The Hardy Boys and Nancy Drew series were the creations of Edward Stratemeyer, head of the Stratemeyer syndicate which dominated the market for children's and juvenile series fiction from the late 1890s to the 1940s. The Bobbsey Twins, Tom Swift, Rover Boys and Cherry Ames were all products of the Stratemeyer Syndicate. The Hardy Boys series was launched in 1927 and Nancy Drew in 1930. When Stratemeyer set the Hardy Boys and Nancy Drew series in motion, he was well aware of the cultural
changes occurring in America, including the national obsession with crime. Movie newsreels and newspaper headlines were filled with sensational crimes.
During Prohibition, great fortunes were made by bootleggers. Real hoodlums like Chicago's Al Capone and John Dillinger were transformed by the media into dark
superheroes. A golden age of crime and detective fiction flourished led by writers like Dashiell Hammett. Cheap pulp fiction magazines titillated readers with lurid tales of
private eyes, buxom dames and corrupt cops.
Edward Stratemeyer, always a shrewd businessman, took the public's interest in crime and repackaged it for a younger audience, combining the old-fashioned adventure traditon with gritty tales of modern crime. Adolescents are the ideal audience for books in which slightly older teens have one close call after another and rise above challenges time after time. Frank, Joe and Nancy are unencumbered by the trials of real-life
adolescence.
The Hardy Boys' courage and Nancy Drew's confidence are pure inspiration for kids whose lives are full of change and confusion. Kids wanting to escape adult control envy the independence of Frank, Joe and Nancy. Also, what makes the Hardys and Nancy Drew so cool is not only who they are and what they stand for, but also what they are not. They escape the drudgery of chores and the short leashes of curfews and small allowances. They're hardly ever scolded and they're not slaves to organized religion or fads.
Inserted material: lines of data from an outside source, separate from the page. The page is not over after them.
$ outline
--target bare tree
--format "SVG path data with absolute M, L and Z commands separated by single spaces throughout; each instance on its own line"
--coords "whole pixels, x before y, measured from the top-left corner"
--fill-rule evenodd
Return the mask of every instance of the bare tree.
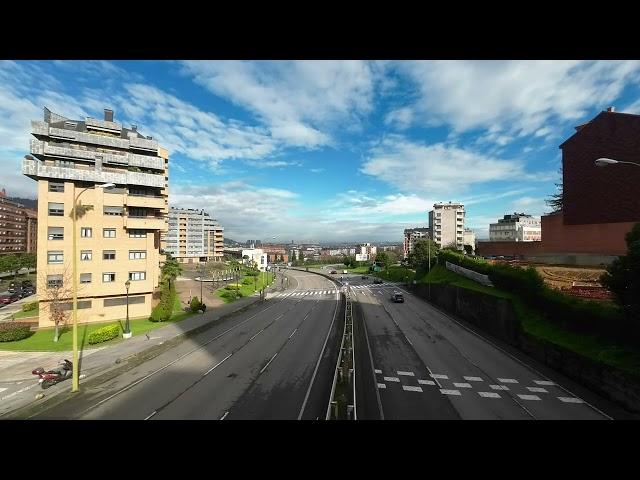
M 53 341 L 60 338 L 60 327 L 64 327 L 69 320 L 70 301 L 73 301 L 73 275 L 67 266 L 64 266 L 59 273 L 47 272 L 39 275 L 39 283 L 43 288 L 38 288 L 40 308 L 44 307 L 48 312 L 56 328 Z

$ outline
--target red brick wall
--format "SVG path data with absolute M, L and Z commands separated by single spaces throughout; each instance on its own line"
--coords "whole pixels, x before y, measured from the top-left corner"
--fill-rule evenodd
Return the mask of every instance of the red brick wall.
M 640 166 L 594 163 L 600 157 L 640 163 L 639 115 L 601 112 L 560 148 L 565 225 L 640 221 Z

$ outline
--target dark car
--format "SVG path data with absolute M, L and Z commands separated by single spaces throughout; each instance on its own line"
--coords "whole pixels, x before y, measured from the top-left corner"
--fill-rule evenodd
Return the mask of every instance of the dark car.
M 20 294 L 17 292 L 3 293 L 0 295 L 0 303 L 3 305 L 9 305 L 10 303 L 20 300 Z
M 16 290 L 22 290 L 26 287 L 33 287 L 33 282 L 31 280 L 22 280 L 20 282 L 11 282 L 9 284 L 9 288 L 7 289 L 9 293 L 13 293 Z
M 404 296 L 402 295 L 401 292 L 393 292 L 391 294 L 391 301 L 392 302 L 404 302 Z

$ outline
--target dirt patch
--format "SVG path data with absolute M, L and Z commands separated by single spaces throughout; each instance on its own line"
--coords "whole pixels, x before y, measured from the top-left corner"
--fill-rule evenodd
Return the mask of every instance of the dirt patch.
M 547 285 L 557 289 L 572 286 L 600 286 L 600 276 L 606 272 L 606 269 L 597 267 L 533 266 Z

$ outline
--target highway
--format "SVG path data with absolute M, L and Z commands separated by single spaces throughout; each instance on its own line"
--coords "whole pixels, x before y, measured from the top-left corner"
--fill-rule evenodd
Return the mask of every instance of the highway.
M 359 346 L 368 350 L 356 370 L 374 379 L 359 399 L 361 413 L 387 420 L 611 419 L 573 387 L 406 291 L 404 303 L 393 303 L 390 293 L 400 286 L 363 282 L 351 285 L 365 332 Z M 377 412 L 364 404 L 372 397 Z
M 73 419 L 95 420 L 324 419 L 340 296 L 326 278 L 289 275 L 289 290 L 37 418 L 73 408 Z

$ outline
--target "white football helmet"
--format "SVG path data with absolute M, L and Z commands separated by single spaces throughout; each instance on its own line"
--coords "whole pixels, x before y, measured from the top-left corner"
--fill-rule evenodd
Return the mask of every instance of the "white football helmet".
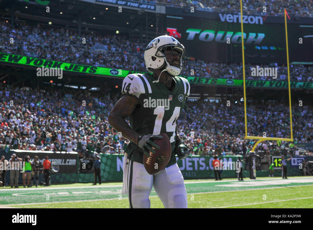
M 167 61 L 165 54 L 166 51 L 169 50 L 171 52 L 167 54 L 179 55 L 179 67 Z M 174 50 L 178 51 L 178 54 L 174 53 Z M 147 69 L 150 73 L 153 73 L 154 69 L 165 66 L 164 70 L 173 76 L 178 75 L 183 69 L 186 70 L 188 59 L 184 46 L 176 38 L 167 35 L 160 36 L 150 42 L 145 50 L 144 57 Z

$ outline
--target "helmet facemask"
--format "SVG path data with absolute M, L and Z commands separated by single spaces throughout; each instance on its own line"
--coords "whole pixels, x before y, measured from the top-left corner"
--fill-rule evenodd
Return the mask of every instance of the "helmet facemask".
M 178 53 L 174 53 L 174 50 L 177 51 Z M 169 52 L 166 52 L 167 51 L 170 51 Z M 179 64 L 177 65 L 173 62 L 168 61 L 166 57 L 167 54 L 179 55 L 179 59 L 178 61 Z M 182 45 L 171 44 L 164 45 L 158 48 L 156 52 L 155 56 L 158 57 L 164 58 L 165 63 L 164 65 L 166 64 L 167 66 L 166 69 L 167 72 L 172 75 L 177 76 L 180 73 L 182 69 L 184 70 L 186 70 L 188 56 Z

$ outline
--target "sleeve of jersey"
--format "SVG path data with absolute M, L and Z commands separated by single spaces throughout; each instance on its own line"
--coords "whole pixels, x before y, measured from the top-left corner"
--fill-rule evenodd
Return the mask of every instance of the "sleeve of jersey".
M 186 97 L 189 96 L 189 94 L 190 92 L 190 85 L 188 82 L 188 80 L 184 78 L 181 77 L 179 77 L 181 80 L 182 81 L 182 83 L 184 84 L 184 89 L 185 94 Z
M 136 75 L 130 74 L 124 79 L 122 86 L 122 94 L 134 95 L 137 98 L 145 93 L 145 87 L 142 81 Z

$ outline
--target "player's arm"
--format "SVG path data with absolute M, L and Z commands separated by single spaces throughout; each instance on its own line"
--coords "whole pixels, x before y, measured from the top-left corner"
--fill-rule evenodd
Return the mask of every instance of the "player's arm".
M 138 144 L 138 137 L 140 135 L 131 128 L 125 119 L 130 116 L 139 104 L 135 98 L 124 95 L 116 102 L 109 115 L 110 125 L 136 144 Z

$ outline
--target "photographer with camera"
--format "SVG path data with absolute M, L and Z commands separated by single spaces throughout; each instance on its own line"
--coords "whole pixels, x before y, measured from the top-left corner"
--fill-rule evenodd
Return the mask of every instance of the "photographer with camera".
M 4 156 L 2 156 L 1 157 L 1 160 L 0 161 L 3 162 L 3 165 L 4 167 L 8 166 L 9 164 L 8 161 L 5 159 L 5 157 Z M 2 181 L 2 184 L 3 185 L 3 187 L 5 187 L 6 181 L 5 181 L 5 174 L 7 172 L 7 170 L 5 170 L 3 169 L 3 170 L 0 170 L 0 181 Z
M 44 161 L 42 164 L 44 170 L 43 170 L 42 173 L 43 174 L 44 174 L 44 181 L 46 183 L 46 184 L 44 185 L 44 186 L 49 186 L 49 176 L 50 175 L 51 162 L 49 160 L 49 157 L 48 156 L 46 156 L 44 158 Z
M 25 162 L 24 168 L 25 171 L 23 173 L 23 184 L 24 187 L 26 187 L 26 179 L 27 179 L 27 187 L 30 187 L 29 184 L 32 179 L 32 166 L 33 162 L 29 160 L 29 156 L 26 156 L 24 157 L 23 161 Z
M 242 162 L 244 162 L 244 161 L 241 160 L 241 156 L 239 156 L 237 161 L 238 161 L 238 168 L 240 169 L 240 170 L 239 172 L 237 173 L 237 177 L 238 178 L 238 180 L 243 181 L 244 179 L 242 178 L 242 171 L 243 171 Z M 241 178 L 241 179 L 240 179 L 240 178 Z
M 33 171 L 32 171 L 32 180 L 31 181 L 30 187 L 33 186 L 33 184 L 34 179 L 36 178 L 36 187 L 38 187 L 38 181 L 39 180 L 39 161 L 38 159 L 39 158 L 38 156 L 35 156 L 34 157 L 34 160 L 33 161 L 33 165 L 32 165 Z
M 10 180 L 11 187 L 13 187 L 14 185 L 15 185 L 15 187 L 18 187 L 18 177 L 19 177 L 19 167 L 18 167 L 18 163 L 20 163 L 23 160 L 21 158 L 19 158 L 16 156 L 16 154 L 13 153 L 11 156 L 11 158 L 9 160 L 9 162 L 11 164 L 11 170 L 10 171 Z M 15 168 L 15 167 L 16 168 Z M 14 181 L 14 180 L 15 181 Z

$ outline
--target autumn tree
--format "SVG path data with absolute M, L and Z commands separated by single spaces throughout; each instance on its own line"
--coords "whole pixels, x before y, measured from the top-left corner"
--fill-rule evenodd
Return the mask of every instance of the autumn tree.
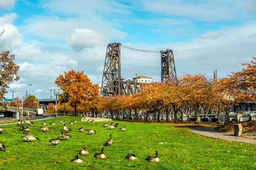
M 209 102 L 211 91 L 209 80 L 202 74 L 189 74 L 184 75 L 181 80 L 184 103 L 193 108 L 198 122 L 201 107 Z
M 2 51 L 0 54 L 0 101 L 3 101 L 9 85 L 20 79 L 17 73 L 20 67 L 15 62 L 15 56 L 9 55 L 10 51 Z M 0 111 L 6 110 L 5 102 L 0 102 Z
M 88 106 L 99 95 L 99 85 L 93 84 L 83 71 L 65 72 L 64 75 L 56 79 L 55 83 L 66 94 L 67 102 L 74 108 L 76 116 L 78 107 Z

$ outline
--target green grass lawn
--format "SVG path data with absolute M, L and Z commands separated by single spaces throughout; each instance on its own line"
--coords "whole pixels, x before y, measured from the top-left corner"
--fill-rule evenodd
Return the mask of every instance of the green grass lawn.
M 68 122 L 74 119 L 79 122 L 66 124 L 72 130 L 68 133 L 72 138 L 61 140 L 57 146 L 52 145 L 48 141 L 60 134 L 59 131 L 64 125 L 58 122 L 63 119 Z M 49 125 L 53 120 L 56 125 Z M 118 128 L 109 130 L 103 127 L 104 123 L 110 122 L 81 122 L 81 118 L 63 116 L 46 120 L 48 125 L 46 126 L 52 129 L 44 133 L 38 128 L 44 126 L 41 125 L 43 122 L 34 122 L 29 127 L 29 134 L 40 139 L 40 142 L 37 140 L 28 142 L 21 138 L 26 134 L 16 125 L 3 126 L 0 142 L 5 144 L 6 151 L 0 152 L 0 170 L 256 168 L 256 145 L 199 135 L 191 132 L 185 124 L 113 121 L 119 123 L 119 128 L 126 126 L 126 130 L 122 132 Z M 82 126 L 84 129 L 95 130 L 96 134 L 78 132 Z M 94 153 L 100 152 L 111 133 L 113 140 L 112 145 L 104 147 L 107 158 L 94 158 Z M 84 162 L 71 162 L 84 144 L 90 153 L 79 157 Z M 154 156 L 156 150 L 158 151 L 159 162 L 148 162 L 145 160 L 147 156 Z M 127 160 L 125 157 L 128 153 L 135 154 L 137 159 Z

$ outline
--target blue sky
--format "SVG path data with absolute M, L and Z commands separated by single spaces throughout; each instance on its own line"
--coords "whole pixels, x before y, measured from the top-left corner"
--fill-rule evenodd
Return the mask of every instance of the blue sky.
M 225 76 L 255 56 L 256 8 L 251 0 L 0 0 L 0 50 L 10 50 L 20 67 L 9 91 L 32 84 L 24 90 L 49 98 L 56 78 L 71 69 L 100 85 L 113 42 L 172 49 L 180 75 L 217 69 Z M 121 49 L 122 75 L 135 74 L 159 81 L 160 54 Z

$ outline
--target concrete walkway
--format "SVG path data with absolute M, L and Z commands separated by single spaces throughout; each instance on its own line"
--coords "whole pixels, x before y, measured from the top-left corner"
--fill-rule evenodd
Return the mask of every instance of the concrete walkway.
M 256 140 L 250 139 L 241 138 L 234 135 L 227 135 L 220 132 L 215 132 L 214 128 L 215 127 L 195 127 L 190 129 L 190 131 L 204 136 L 220 138 L 225 140 L 240 142 L 256 144 Z

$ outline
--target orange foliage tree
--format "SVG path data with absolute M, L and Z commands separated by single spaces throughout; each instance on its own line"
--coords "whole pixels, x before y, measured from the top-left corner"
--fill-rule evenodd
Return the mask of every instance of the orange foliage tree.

They're not joiners. 4-h, the YMCA, church youth groups and even the scouts hold nothing for them. Because these teens live so relentlessly in the present, they have no regrets about their pasts and no worries about their futures.
Teen detective Nancy Drew is the ultimate WASP supergirl. She's the very image of confidence and competence with charm to spare. Everyone loves Nancy. Girls, boys, the cops in River Heights, spinsters, and even the criminals she hunts down eventually come to respect her. She's efficient and always prepared, not in a "scout" way, really, but rather like a young lady sleuth should be. When she's not travelling the globe or dining in some fine local restaurant, Nancy Drew does charity work. For all
her upper class advantages, Nancy never abuses privileges and never accepts pay for her detective work.
The following is a brief, but amusing scene from "Nancy's Mysterious Letter" Carolyn Keene. (Grosset and Dunlap, publishers. 1932)
"I am Nancy Drew," said the girl quietly.
"I know you are Nancy Drew," mimicked the stranger. "I've seen you go flibberty-gibbet in your auto many a time. When I was a girl, girls stayed home and learned to cook and sew and mind their own business, not to go gallivantin' around in swell autos and waited on hand and foot. I declare I don't know what the world is coming to."
"If you have come here to lecture me, would you mind if I finished my luncheon?" Nancy asked.
For the HPPR Radio Readers Book Club, I'm Steve Johnson.